Un début d’audience perturbée



Les magistrats, les jurés, toutes celles et ceux qui suivent ce procès ont dû s'accrocher lors de cette audition en visio-conférence,qui a duré plus de 5 heures. Muhitira Juvénal est apparu vêtu d’une chemise rose, tenue habituelle des prisonniers au Rwanda. Ce témoin-détenu a été condamné pour sa participation au génocide des Tutsis en 1994, ce qu'il conteste encore aujourd’hui, et ce depuis le début. Il dit qu'il a été condamné « pour ne pas avoir su protéger sa population », qu'il n'a jamais tué ou fait tuer la moindre personne. Mais cette fois, l'ex-bourgmestre rwandais n'est pas entendu pour ça. C’est sa position d'ancien maire de ville de Kivu qui intéresse la cour, afin qu’il s’explique sur la relation qu’il a entretenue durant le génocide avec le préfet Bucyibaruta.

Mais dès le milieu de la matinée, une coupure de la liaison internet interrompt l’audition. Ce n’est que la première d’une série… A la quatrième interruption, le président de la cour d'assises exprime tout haut son désarroi. Il faudra attendre le milieu d'après-midi pour que tout fonctionne correctement. Muhitira Juvénal, âgé aujourd'hui de 61 ans, raconte alors comment en avril 1994, au plus fort des tueries, il n'avait plus de policiers municipaux à sa disposition pour tenter de ramener un semblant de calme dans sa commune ; et comment il s’est rendu, à plusieurs reprises et à ses risques et péril, à la préfecture de Gikongoro. Il dit y avoir rencontré Laurent Bucyibaruta qui lui semblait « préoccupé » par les massacres en cours. Il considère avoir alors vu un préfet « plein de sagesse » mais « impuissant » qui a appelé personnellement un commandant de la gendarmerie pour tenter d'envoyer des renforts. A chaque nouvelle tentative du Préfet, l’ex-maire rapporte avoir entendu la même réponse : « les gendarmes sont au front » ; des gendarmes qui dépendaient du ministère de la Défense lors de cette période de guerre.

Un témoignage à décharge pour l'accusé, mais jusqu'à quel point ?



Selon un des avocats de la défense, qu’un ancien maire emprisonné au Rwanda ose ainsi ouvertement défendre un ancien préfet poursuivi pour génocide et complicité de génocide -- en l’occurrence, son client Laurent Bucyibaruta --, est un acte rare qu’il interprète comme une preuve de courage et de « sincérité », 28 ans après les faits.

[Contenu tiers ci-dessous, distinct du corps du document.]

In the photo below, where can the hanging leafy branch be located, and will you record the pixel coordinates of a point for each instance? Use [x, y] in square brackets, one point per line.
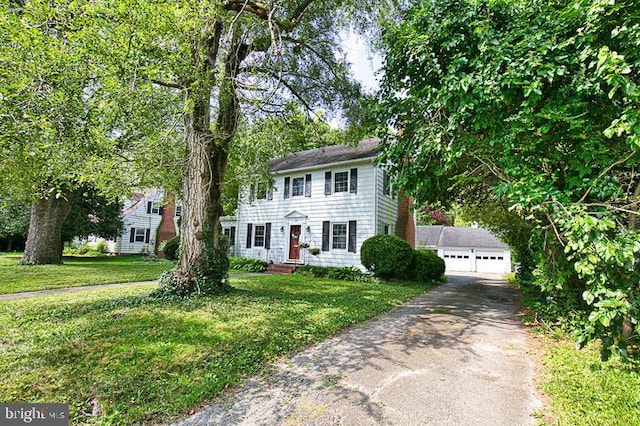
[534, 107]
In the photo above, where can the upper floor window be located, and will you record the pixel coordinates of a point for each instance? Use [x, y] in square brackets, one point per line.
[259, 236]
[341, 182]
[386, 183]
[260, 191]
[297, 189]
[346, 181]
[339, 236]
[154, 208]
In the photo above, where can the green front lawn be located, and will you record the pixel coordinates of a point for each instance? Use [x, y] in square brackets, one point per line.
[585, 391]
[76, 271]
[147, 360]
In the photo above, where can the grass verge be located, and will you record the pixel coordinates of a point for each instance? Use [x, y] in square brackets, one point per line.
[77, 271]
[145, 360]
[583, 390]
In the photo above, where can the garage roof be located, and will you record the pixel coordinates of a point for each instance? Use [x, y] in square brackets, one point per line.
[457, 236]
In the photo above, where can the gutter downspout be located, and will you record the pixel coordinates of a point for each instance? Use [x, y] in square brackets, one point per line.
[375, 201]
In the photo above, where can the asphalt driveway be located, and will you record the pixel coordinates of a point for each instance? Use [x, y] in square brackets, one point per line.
[455, 356]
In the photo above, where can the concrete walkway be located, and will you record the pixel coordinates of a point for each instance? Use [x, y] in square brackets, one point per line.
[455, 356]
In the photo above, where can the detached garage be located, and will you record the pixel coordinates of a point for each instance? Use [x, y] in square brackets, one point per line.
[466, 249]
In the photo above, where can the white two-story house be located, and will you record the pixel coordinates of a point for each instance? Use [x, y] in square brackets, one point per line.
[147, 221]
[327, 200]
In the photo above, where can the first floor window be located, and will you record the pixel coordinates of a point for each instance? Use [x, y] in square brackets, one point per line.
[259, 236]
[339, 236]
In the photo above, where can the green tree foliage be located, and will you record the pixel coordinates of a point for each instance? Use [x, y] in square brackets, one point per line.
[70, 116]
[92, 214]
[14, 222]
[532, 106]
[292, 130]
[227, 59]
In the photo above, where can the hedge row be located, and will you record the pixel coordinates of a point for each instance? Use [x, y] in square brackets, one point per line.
[389, 256]
[345, 273]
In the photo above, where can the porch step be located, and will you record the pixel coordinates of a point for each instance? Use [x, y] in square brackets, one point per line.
[280, 269]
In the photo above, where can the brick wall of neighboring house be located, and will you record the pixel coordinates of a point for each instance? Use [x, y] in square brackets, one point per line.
[166, 229]
[405, 224]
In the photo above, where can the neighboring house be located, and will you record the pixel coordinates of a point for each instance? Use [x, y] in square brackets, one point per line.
[466, 249]
[229, 226]
[147, 221]
[330, 199]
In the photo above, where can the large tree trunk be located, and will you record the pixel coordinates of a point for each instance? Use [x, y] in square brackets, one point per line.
[44, 240]
[206, 157]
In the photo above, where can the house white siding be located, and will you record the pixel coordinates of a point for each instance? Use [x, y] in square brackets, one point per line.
[141, 219]
[337, 223]
[386, 205]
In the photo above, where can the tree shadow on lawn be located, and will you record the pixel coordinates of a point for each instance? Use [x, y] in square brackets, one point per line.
[151, 351]
[441, 321]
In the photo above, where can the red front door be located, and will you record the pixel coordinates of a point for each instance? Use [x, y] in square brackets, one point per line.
[294, 241]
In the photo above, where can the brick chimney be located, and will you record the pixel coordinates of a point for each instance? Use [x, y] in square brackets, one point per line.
[405, 224]
[166, 229]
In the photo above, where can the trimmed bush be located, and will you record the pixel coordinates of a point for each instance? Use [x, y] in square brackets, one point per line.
[427, 265]
[387, 256]
[345, 273]
[247, 265]
[170, 248]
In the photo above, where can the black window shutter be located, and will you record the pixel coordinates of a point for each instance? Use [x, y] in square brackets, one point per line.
[307, 185]
[325, 235]
[353, 184]
[249, 232]
[327, 183]
[287, 181]
[352, 236]
[267, 236]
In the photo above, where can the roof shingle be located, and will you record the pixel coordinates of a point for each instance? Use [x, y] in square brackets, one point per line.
[326, 155]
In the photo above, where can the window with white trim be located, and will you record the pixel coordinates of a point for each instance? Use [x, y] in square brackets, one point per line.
[386, 183]
[297, 187]
[341, 182]
[258, 240]
[140, 234]
[339, 236]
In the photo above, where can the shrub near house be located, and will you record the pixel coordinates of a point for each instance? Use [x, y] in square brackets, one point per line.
[389, 256]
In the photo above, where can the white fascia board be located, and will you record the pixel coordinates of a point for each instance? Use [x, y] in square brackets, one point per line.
[326, 166]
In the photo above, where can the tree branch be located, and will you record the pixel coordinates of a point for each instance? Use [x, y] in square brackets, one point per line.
[167, 84]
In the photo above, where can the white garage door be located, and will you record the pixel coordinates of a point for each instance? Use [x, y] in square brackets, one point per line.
[490, 261]
[457, 260]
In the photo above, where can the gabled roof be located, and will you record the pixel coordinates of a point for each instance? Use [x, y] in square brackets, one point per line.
[457, 236]
[326, 155]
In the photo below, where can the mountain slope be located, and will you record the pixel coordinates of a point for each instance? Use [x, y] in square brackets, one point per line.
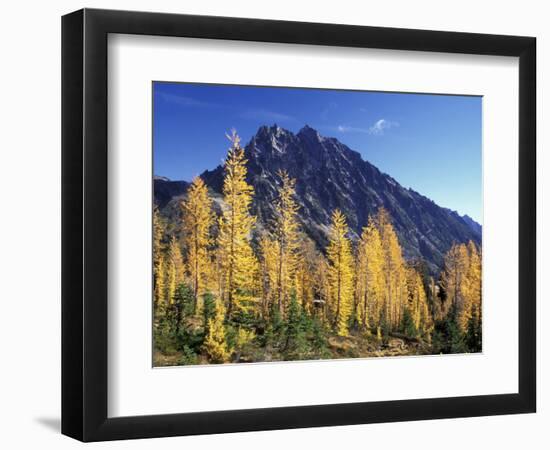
[330, 175]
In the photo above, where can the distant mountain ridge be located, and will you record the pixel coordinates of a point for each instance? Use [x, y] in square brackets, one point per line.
[330, 175]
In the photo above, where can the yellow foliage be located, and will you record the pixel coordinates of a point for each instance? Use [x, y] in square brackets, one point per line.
[215, 344]
[238, 263]
[394, 271]
[176, 269]
[340, 273]
[369, 289]
[197, 221]
[285, 226]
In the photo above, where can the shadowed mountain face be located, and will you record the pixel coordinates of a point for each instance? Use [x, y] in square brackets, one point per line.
[330, 175]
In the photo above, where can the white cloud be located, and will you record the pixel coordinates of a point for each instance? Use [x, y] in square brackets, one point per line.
[182, 100]
[380, 126]
[266, 115]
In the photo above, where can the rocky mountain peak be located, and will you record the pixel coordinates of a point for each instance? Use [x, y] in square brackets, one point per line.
[330, 175]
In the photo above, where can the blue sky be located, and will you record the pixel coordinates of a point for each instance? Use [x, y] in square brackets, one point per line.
[430, 143]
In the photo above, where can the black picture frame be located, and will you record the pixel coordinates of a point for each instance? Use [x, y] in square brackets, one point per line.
[84, 224]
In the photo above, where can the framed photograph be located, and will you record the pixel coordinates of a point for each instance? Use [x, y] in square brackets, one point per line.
[273, 224]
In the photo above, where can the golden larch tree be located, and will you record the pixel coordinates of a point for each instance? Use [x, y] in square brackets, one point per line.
[237, 261]
[268, 273]
[418, 302]
[369, 288]
[394, 271]
[285, 231]
[215, 343]
[340, 273]
[197, 221]
[176, 269]
[305, 273]
[158, 259]
[455, 281]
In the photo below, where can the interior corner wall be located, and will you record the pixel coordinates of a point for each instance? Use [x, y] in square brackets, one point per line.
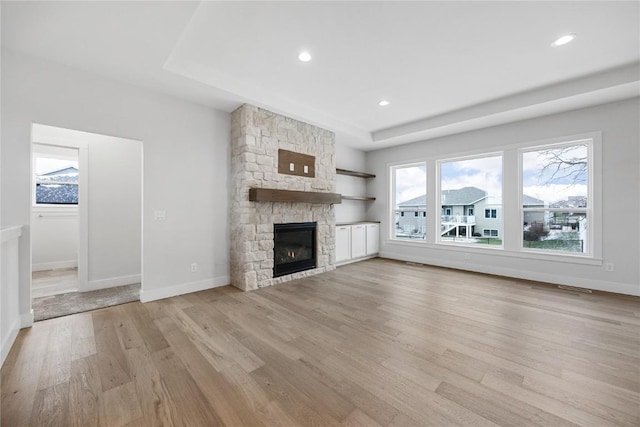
[619, 125]
[185, 168]
[350, 159]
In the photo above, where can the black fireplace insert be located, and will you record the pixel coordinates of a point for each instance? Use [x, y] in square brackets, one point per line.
[294, 247]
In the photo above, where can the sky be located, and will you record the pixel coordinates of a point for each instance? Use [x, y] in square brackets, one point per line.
[44, 165]
[542, 185]
[486, 174]
[411, 182]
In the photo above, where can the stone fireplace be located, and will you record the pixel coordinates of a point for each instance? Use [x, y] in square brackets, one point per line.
[256, 137]
[294, 247]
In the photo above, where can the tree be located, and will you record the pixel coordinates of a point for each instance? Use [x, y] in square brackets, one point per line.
[562, 164]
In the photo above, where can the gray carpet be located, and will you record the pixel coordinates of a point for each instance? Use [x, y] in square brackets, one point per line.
[78, 302]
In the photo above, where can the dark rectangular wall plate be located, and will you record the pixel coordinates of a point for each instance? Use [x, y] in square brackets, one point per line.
[302, 164]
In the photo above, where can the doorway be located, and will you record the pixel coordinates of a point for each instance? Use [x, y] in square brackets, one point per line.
[86, 221]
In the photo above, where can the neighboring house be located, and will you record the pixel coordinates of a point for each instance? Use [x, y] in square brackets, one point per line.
[466, 212]
[538, 217]
[58, 187]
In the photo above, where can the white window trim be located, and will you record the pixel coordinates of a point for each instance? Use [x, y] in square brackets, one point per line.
[591, 143]
[392, 198]
[448, 159]
[512, 220]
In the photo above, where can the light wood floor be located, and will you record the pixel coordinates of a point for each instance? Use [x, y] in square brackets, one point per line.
[374, 343]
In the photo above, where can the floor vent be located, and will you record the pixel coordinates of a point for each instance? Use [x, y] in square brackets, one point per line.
[573, 288]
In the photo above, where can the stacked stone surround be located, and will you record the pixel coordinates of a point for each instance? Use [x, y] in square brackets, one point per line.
[256, 136]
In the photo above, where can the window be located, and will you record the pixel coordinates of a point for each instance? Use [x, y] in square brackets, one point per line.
[469, 184]
[409, 193]
[490, 213]
[556, 209]
[56, 181]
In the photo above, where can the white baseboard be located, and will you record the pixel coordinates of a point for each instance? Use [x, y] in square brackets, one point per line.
[8, 341]
[147, 295]
[26, 319]
[43, 266]
[349, 261]
[598, 285]
[94, 285]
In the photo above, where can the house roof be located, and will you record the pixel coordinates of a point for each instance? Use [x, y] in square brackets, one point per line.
[531, 201]
[460, 196]
[417, 201]
[64, 170]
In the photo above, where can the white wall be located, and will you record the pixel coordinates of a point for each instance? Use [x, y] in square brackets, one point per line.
[350, 159]
[54, 228]
[185, 170]
[619, 125]
[10, 321]
[54, 238]
[110, 206]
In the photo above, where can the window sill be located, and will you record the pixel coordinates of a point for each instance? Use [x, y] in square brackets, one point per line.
[498, 250]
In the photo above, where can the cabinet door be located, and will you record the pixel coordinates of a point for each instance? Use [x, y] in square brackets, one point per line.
[358, 241]
[373, 238]
[343, 243]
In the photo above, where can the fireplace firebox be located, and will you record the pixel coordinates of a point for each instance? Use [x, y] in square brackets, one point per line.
[294, 247]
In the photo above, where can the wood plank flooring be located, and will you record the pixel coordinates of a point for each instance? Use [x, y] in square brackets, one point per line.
[376, 343]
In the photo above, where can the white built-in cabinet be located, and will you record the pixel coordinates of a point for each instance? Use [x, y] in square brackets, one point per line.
[357, 241]
[343, 243]
[373, 238]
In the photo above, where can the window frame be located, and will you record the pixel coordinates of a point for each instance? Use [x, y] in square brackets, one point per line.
[34, 185]
[438, 220]
[511, 216]
[588, 210]
[392, 197]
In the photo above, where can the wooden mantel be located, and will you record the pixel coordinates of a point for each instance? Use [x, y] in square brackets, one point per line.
[273, 195]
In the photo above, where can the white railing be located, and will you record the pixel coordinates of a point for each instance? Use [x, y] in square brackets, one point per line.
[458, 219]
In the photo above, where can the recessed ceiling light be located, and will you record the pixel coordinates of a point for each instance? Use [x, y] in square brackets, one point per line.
[564, 40]
[304, 56]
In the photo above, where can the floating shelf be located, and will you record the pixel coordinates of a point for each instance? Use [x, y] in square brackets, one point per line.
[288, 196]
[361, 198]
[354, 173]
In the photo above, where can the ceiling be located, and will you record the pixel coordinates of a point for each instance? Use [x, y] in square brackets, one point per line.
[445, 67]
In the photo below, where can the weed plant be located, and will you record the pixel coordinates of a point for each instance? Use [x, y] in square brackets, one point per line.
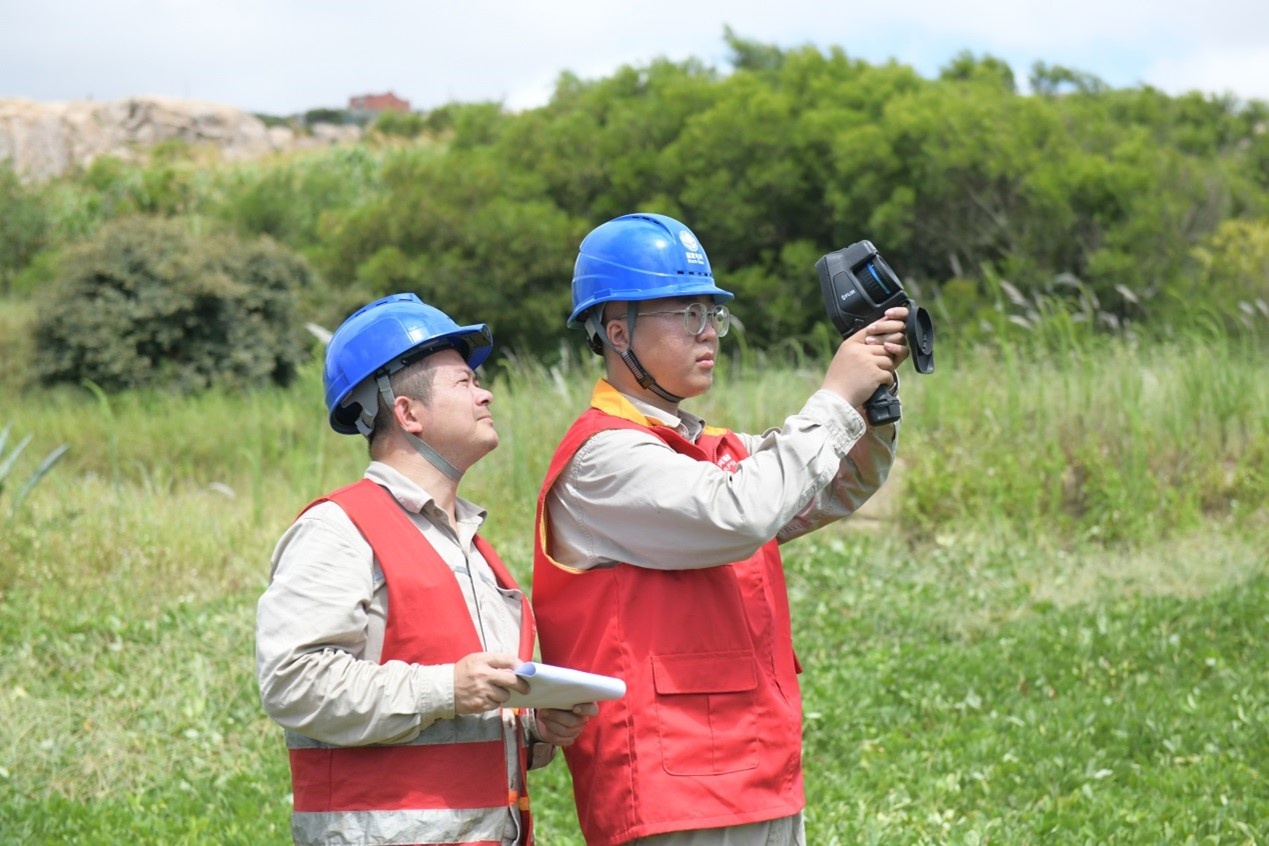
[1050, 631]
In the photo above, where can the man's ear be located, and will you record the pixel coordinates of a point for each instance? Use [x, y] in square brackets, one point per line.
[410, 415]
[618, 334]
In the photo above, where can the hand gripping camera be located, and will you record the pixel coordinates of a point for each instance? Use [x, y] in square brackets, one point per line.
[858, 287]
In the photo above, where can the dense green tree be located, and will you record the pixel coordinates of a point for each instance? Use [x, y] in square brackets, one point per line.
[150, 302]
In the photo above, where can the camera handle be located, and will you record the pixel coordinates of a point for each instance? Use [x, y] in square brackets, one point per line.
[882, 407]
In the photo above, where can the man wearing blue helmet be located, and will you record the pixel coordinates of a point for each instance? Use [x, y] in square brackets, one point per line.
[387, 638]
[656, 549]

Une représentante des parties civiles pense logiquement tout le contraire… mais trouve ce témoignage « capital », elle aussi. On voit bien, dit-elle, « comment un bourgmestre, au péril de sa vie, vient le voir à plusieurs reprises, en plein génocide », ce qui est la preuve que la préfecture était bien le cœur du pouvoir local et donc de la « machine à tuer » hutu…

Comme l'ont souligné plusieurs témoins cités par les parties civiles ces dernières semaines, le préfet Bucyibaruta a en effet su, par moment, envoyer des gendarmes en renfort. Ce fut le cas à l'école Marie Merci à Kibeho notamment. Mais au lieu de sécuriser et protéger, ils ont participé à l'exécution de 90 élèves. Certes, le préfet n’était pas sur place.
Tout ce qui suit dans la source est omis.